Want to learn all about trap music? Head to Georgia Tech. Beginning this semester in January, Georgia Tech began to offer an undergraduate course dedicated to trap music and nothing but titled “Exploring the Lyrics of Outkast and Trap Music to Explore Politics of Social Justice.” The course is a Humanities elective and is required for students working towards a Social Justice minor. Here on Run The Trap, we have an entire article dedicated to explaining what trap music is.
The curriculum of the course is built around the sound and lyrics of southern trap music, which was first introduced by DJ Troop and later popularized by producers such as Shanty Red, Metro Boomin, Mike Will Made It, Zaytoven, and more. Students in the course will be asked to “research and analyze the metadata of soundscapes and the social impact of artists in the scene.” There’s even a specific period of the course dedicated to exploring the intergenerational tensions and discourse of Lil Yachty’s artistry.

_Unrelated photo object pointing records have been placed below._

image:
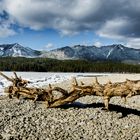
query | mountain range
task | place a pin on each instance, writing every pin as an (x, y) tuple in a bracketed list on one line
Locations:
[(115, 52)]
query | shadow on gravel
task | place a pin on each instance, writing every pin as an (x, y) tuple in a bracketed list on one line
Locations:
[(119, 109)]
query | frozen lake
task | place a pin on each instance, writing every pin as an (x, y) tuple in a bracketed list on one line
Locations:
[(39, 79)]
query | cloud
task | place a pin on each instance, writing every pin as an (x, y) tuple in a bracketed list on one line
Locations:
[(133, 43), (5, 26), (49, 46), (98, 44), (118, 19)]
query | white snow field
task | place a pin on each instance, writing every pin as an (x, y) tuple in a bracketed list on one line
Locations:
[(39, 79)]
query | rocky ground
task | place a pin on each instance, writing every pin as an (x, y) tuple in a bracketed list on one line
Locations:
[(85, 119)]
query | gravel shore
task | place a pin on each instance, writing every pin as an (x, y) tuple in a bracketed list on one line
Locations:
[(85, 119)]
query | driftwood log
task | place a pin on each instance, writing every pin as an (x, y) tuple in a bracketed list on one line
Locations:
[(19, 88)]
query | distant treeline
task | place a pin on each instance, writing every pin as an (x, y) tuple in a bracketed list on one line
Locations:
[(52, 65)]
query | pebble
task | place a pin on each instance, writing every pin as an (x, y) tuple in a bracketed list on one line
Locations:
[(25, 120)]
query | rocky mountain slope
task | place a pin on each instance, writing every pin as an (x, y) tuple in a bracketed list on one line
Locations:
[(110, 52)]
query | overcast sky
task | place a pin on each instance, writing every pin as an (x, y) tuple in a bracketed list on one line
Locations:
[(48, 24)]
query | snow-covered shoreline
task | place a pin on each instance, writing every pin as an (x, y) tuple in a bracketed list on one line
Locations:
[(40, 79)]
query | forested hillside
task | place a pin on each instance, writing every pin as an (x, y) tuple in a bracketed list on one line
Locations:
[(52, 65)]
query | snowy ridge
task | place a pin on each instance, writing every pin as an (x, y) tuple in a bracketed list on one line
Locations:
[(110, 52)]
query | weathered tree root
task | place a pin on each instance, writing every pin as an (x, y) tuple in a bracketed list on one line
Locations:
[(19, 88)]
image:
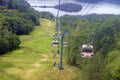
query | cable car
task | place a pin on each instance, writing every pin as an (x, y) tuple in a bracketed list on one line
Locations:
[(87, 51), (65, 44), (55, 43)]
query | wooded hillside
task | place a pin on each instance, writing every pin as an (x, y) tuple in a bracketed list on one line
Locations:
[(106, 41)]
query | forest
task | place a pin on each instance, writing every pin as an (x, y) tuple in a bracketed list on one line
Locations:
[(17, 18), (106, 41)]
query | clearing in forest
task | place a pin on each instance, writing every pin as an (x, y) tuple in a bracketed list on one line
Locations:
[(34, 60)]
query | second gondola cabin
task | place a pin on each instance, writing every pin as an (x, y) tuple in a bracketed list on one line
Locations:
[(87, 51)]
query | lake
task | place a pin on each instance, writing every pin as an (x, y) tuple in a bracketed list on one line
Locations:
[(99, 8)]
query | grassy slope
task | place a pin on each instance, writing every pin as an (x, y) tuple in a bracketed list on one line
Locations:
[(34, 60)]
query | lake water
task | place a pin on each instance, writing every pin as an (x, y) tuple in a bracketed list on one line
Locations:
[(99, 8)]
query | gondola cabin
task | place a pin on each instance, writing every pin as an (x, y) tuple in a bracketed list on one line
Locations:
[(55, 43), (87, 51), (65, 44)]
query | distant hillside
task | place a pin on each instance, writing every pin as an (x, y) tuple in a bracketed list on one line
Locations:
[(94, 1), (69, 7)]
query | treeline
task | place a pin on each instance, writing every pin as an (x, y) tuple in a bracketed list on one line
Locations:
[(106, 41), (69, 7), (16, 18)]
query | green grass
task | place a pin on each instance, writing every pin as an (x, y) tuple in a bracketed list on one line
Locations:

Notable artists discussed throughout the course include Goodie Mob, UGK, T.I., Jeezy, Gucci Mane, 2 Chainz, Migos, Future, and 21 Savage, among others. Beyond that, the course also touches on some of the more legendary hip-hop acts ever such as The Notorious B.I.G., Tupac, N.W.A., Nas, Lauryn Hill, and more.
The class is taught by Atlanta Native and hip hop scholar Dr. Jocelyn Wilson. Most people will recognize her from her well received TEDx Lecture titled “The OUTKAST Imagination” (watch below). Dr. Wilson also helped produce an Emmy award-nominated film titled Walking with Guns and was featured in a VH1 Documentary The Untold Story of Atlanta’s Rise in the Rap Game.
In an interview with HipHopDX, Dr. Wilson shared her thoughts on the course, what’s it’s alll about, and why students love the class.
“It’s a course that uses new metaphors for exploring contemporary rap music. One of my metaphors is ‘The Outkast Imagination’ and the other metaphor is ‘trap.’ Both allow us to broaden and deepen our understandings of the music within a larger tradition of cultural expression.
The class is popular because Hip Hop culture is popular, but also because we are in Atlanta and offering the course at an institute of technology committed to intersecting the humanities with technology.
My students are majors in engineering, economics, public policy, media and communications, and biomedical sciences. They all have a sensibility towards Hip Hop and a special affinity for trap music. I have a math degree, so I can understand and relate to their undergraduate experiences at Georgia Tech while attempting to make sense of what’s happening around them culturally. Studying Hip Hop, particularly from the Atlanta perspective, we are able to explore trap as an ideology of self-determination, social justice, and civic engagement. They are the next generation of STEM leaders. My hope is they can take these basic principles and fundamental truths and apply them to their work-life after graduation. That’s the overarching goal, aim and mission of the course. Hip Hop is therefore the metaphor we use to examine the pedagogical implications of the music. However, it is a 40-year-old metaphor. When working with 18, 19, and 20-year-old college students, my position is we need contemporary and innovative ways to work with them. This is where the element of trap comes in.”